Evolution of Alfvén Waves in the Solar Wind II: Broadband Driver

The propagation of azimuthal Alfvén waves and their interaction with the solar wind are investigated using a 2.5D magnetohydrodynamic model that incorporates the effects of optically thin radiation, as well as collisional and collisionless thermal conduction. The background plasma forms a dipole field that is extended into a helmet streamer by the solar wind, with slow wind near the equator and fast wind at mid- and high latitudes. Alfvénic wave trains, localized at random heliographic latitudes, are launched from the coronal base with a moderate amplitude of 9 km s⁻¹ across a wide range of frequencies. Experiments with 100 and 200 events are carried out, resulting in the formation of a cavity where the waves are trapped.
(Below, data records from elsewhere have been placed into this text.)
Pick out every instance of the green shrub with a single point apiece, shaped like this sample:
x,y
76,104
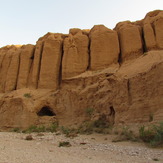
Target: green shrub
x,y
16,130
89,111
27,95
64,144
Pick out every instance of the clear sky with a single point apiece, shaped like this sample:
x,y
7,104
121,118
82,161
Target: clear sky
x,y
24,21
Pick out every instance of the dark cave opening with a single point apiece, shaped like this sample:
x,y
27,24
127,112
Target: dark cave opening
x,y
46,111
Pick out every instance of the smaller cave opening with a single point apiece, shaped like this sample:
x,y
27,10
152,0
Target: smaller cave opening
x,y
112,111
46,111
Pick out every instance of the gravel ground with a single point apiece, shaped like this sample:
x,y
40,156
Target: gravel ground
x,y
84,149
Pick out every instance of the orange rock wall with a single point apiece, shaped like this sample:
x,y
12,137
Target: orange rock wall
x,y
57,57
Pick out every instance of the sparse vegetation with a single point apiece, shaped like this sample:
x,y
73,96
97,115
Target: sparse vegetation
x,y
155,159
27,95
64,144
151,117
152,135
99,126
89,111
125,134
51,128
16,130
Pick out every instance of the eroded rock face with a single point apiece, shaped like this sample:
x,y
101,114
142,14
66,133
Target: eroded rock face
x,y
130,40
101,69
26,58
75,58
149,37
159,32
37,63
104,47
51,62
152,25
13,69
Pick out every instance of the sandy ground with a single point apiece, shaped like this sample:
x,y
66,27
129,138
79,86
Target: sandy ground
x,y
85,149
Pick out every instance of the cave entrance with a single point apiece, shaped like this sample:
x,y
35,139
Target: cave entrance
x,y
46,111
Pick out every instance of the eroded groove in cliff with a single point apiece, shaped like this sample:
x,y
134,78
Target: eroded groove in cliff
x,y
143,41
89,54
18,71
120,53
129,91
112,114
60,68
29,78
39,65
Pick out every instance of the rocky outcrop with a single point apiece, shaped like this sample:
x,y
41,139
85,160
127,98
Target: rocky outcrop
x,y
76,54
152,28
104,47
26,58
130,40
51,62
13,69
114,72
37,64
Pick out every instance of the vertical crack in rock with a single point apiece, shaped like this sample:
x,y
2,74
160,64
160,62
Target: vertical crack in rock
x,y
18,69
129,91
39,66
29,78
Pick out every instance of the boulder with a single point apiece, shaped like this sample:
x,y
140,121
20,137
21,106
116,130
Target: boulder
x,y
76,55
51,62
104,47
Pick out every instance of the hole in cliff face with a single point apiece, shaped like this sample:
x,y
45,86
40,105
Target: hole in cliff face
x,y
46,111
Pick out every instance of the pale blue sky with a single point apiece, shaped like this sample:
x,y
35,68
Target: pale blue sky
x,y
24,21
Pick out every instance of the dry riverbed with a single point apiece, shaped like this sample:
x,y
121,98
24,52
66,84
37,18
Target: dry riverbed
x,y
95,148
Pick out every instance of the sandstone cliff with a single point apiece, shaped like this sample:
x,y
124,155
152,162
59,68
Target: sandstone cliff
x,y
116,72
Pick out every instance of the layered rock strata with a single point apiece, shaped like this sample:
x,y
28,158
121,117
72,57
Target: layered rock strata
x,y
117,73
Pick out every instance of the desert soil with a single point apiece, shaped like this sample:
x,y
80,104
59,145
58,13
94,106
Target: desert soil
x,y
96,148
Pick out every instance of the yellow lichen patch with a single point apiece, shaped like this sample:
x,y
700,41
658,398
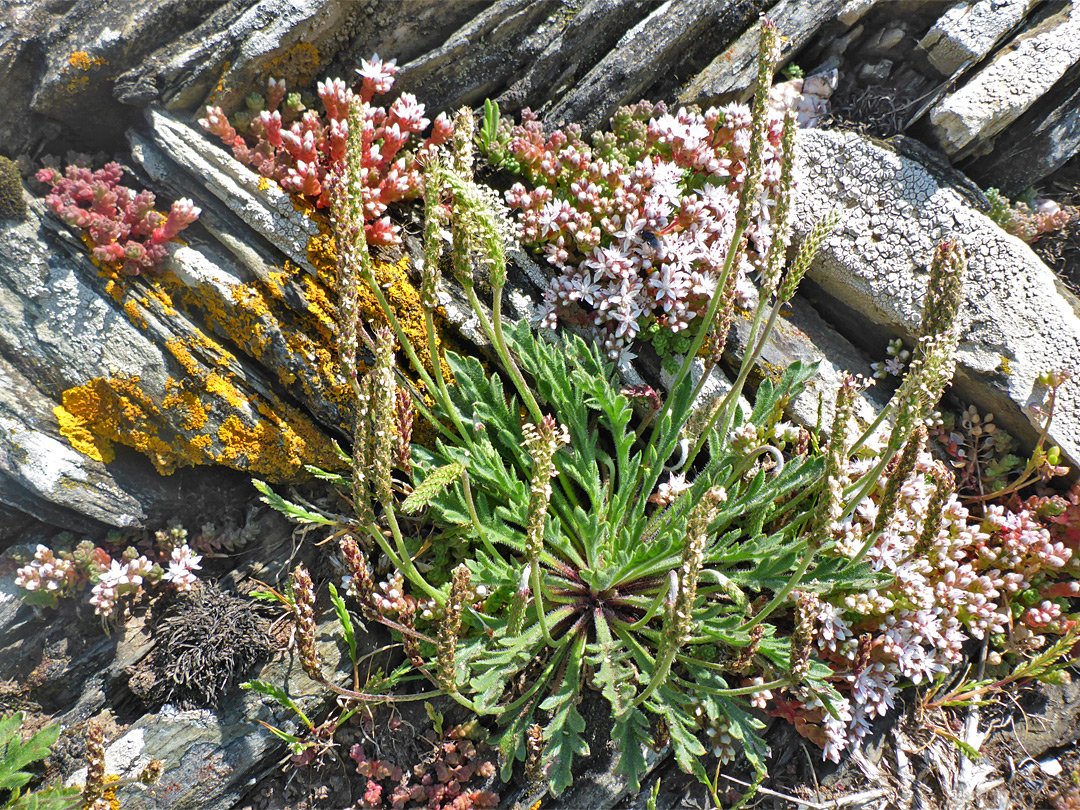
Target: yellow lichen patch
x,y
116,410
320,305
274,447
270,440
220,387
83,61
297,66
193,415
81,436
404,299
134,313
The cavity expands or contracts based on the dominant driver period, with longer-period waves setting up larger cavities. A distinctive feature of the cavity is the formation of large-amplitude backward waves that provide an additional push to the solar wind plasma at mid- and high latitudes through the ponderomotive force. We find that episodic and localized wave trains are more efficient at heating and accelerating solar wind plasma compared to continuous monochromatic waves uniformly launched from all heliographic latitudes. Increasing the number of wave events results in enhanced acceleration and heating of the solar wind plasma, as well as suppression of plasmoid breakup events in the equatorial plasma sheet.